Why, then, is it so surprising that Azalea would sound like an American rap artist, or some approximation of one? Over the past 23 years, chances are good that most, if not all, of the rap she was exposed to came from the US and thus impacted her approach, her flow, and her aesthetic. Mileage aside, moving to Miami from Mullumbimby parallels the trek scores of young actresses undertake when departing various flyover-state podunks for the Tinseltown promises of LA.

Save for a few trolling comedians, nobody really expects Azalea to drop copious references to koalas, aborigines, and the Crocodile Dundee film franchise in her songs. Demanding that her rapping mirror her homeland or that failing to do so makes her inauthentic is similarly absurd. It’s certainly not something asked of rock or pop singers from outside the lower 48. When Toronto’s own Drake cops that Migos flow, he’s committing no inexcusable cultural sin. Azalea’s former beau A$AP Rocky’s ascent can be attributed to his demonstrated adoption of the slowed-down styles of Houston. When Californian rappers can declare themselves King Of New York, location clearly matters less and less.

Consider this: it’s been 22 years since reggae artist Snow scored a worldwide smash hit with “Informer,” in which the white Canadian showcased a patois reminiscent of Kingston, Jamaica rather than Kingston, Ontario. Since then, M.I.A. has successfully dabbled in dancehall from the get-go, as those who heard “Galang” when it first broke can attest, and followers of the sound have no doubt heard Alborosie over various popular riddims. So when Azalea dips into similar terrain on the Mavado-assisted, Sleng Teng-tinged “Lady Patra,” it shouldn’t lead to outrage or offense.

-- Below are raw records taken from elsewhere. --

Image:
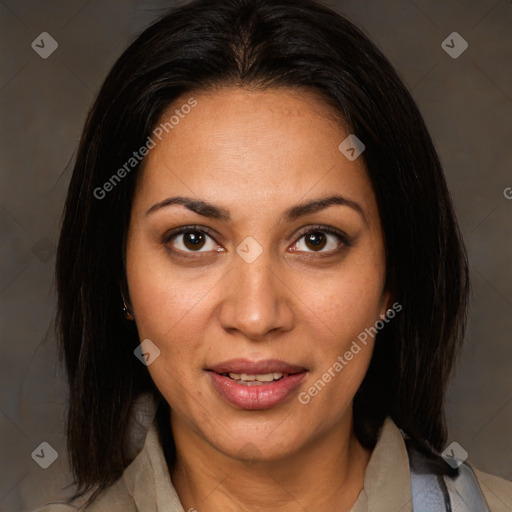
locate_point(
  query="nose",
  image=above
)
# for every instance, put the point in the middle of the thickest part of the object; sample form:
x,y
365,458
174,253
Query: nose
x,y
256,300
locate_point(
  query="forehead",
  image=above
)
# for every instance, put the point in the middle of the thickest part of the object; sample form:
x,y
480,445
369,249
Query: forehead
x,y
255,146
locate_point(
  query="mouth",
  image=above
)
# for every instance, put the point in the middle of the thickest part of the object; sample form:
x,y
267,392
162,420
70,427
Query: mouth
x,y
255,385
256,380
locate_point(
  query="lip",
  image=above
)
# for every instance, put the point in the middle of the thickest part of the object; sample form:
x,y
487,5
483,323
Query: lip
x,y
260,396
256,368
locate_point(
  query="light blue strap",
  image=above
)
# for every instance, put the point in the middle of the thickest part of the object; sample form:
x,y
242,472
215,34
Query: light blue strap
x,y
431,493
427,494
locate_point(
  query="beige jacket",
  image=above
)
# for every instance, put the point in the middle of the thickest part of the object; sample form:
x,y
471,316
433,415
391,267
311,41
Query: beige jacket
x,y
145,485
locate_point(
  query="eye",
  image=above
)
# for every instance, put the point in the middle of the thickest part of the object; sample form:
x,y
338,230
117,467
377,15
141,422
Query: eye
x,y
191,239
321,239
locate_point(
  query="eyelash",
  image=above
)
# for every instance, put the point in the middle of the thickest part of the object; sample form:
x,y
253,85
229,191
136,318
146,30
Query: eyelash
x,y
345,240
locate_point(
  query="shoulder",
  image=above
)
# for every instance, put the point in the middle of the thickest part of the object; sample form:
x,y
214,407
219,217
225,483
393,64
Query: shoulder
x,y
115,498
497,491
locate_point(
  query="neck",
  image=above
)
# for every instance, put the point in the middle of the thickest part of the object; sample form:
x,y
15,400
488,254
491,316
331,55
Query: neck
x,y
327,474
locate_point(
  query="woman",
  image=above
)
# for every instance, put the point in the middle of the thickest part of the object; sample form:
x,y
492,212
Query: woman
x,y
262,285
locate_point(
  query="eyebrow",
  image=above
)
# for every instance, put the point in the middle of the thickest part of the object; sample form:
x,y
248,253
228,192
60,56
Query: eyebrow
x,y
215,212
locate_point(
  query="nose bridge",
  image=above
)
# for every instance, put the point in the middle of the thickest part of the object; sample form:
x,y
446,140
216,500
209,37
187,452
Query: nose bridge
x,y
256,301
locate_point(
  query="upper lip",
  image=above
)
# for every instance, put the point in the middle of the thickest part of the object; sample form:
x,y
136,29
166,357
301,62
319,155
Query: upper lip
x,y
256,367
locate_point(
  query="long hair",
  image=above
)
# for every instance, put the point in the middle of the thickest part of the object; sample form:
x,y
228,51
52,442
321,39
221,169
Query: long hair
x,y
208,44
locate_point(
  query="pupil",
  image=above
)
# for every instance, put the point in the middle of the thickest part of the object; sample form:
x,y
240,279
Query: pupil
x,y
194,240
316,240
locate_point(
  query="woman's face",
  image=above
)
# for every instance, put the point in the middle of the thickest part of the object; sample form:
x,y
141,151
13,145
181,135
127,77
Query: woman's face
x,y
265,272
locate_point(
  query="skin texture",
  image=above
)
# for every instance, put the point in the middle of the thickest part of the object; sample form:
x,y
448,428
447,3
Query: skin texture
x,y
256,154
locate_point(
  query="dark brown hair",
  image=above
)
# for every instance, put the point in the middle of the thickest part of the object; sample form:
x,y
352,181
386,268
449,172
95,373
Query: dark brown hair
x,y
206,44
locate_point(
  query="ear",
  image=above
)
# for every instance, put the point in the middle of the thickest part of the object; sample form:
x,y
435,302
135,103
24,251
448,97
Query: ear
x,y
123,287
385,303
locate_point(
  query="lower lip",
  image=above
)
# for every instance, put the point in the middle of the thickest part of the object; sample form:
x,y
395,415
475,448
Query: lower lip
x,y
260,396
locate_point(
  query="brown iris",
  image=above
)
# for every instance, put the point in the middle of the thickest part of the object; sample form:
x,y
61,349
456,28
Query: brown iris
x,y
316,240
193,240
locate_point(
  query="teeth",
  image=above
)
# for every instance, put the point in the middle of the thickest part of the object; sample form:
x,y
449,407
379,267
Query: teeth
x,y
266,377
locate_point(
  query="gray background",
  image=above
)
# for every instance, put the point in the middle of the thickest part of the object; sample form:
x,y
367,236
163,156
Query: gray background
x,y
467,104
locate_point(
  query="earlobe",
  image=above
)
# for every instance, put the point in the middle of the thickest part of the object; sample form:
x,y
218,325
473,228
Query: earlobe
x,y
126,308
386,303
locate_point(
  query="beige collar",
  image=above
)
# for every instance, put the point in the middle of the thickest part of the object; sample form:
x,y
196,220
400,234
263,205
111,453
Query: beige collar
x,y
386,482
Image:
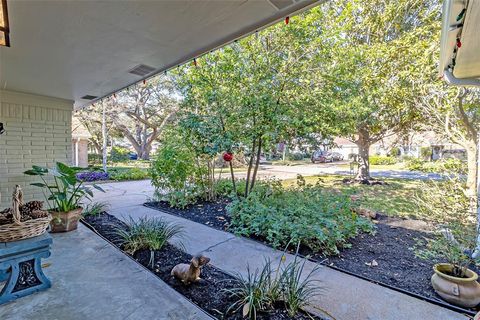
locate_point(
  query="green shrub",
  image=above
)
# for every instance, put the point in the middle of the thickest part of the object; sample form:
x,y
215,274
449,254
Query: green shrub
x,y
426,153
319,219
148,234
394,152
261,291
382,160
119,154
94,159
95,208
295,156
450,165
174,171
415,164
124,174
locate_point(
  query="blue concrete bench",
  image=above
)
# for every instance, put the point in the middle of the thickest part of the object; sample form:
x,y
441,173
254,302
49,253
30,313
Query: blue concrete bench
x,y
20,267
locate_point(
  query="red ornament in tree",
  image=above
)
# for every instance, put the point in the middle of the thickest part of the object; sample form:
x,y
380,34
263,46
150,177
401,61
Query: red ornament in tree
x,y
228,156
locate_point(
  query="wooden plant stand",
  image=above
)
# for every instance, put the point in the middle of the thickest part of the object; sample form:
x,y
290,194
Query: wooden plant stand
x,y
20,267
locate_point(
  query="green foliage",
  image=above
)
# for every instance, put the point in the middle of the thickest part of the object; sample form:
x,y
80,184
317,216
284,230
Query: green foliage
x,y
174,171
382,160
295,156
446,203
95,208
259,291
94,159
426,153
148,234
394,152
63,187
316,217
450,165
119,154
124,174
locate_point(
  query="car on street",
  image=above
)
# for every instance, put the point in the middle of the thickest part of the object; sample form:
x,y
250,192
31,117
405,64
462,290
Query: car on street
x,y
334,156
319,156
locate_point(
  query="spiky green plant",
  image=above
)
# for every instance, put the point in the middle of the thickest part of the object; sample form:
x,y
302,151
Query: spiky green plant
x,y
298,290
251,292
148,234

Up until “Fancy” became a Billboard success, Iggy Azalea appeared a possible fluke, one whose insular cult following could limit her opportunities to properly break out. In contrast, one of the primary reasons why British rappers have largely failed to translate well in the States has to do with their general unwillingness to ditch the accents and follow the market. Given her own chart performance in the United Kingdom, clearly she’s doing something right — and, if anything, can potentially serve as a viable model for future generations of non-American rappers to compete here for years to come. I’m just being honest.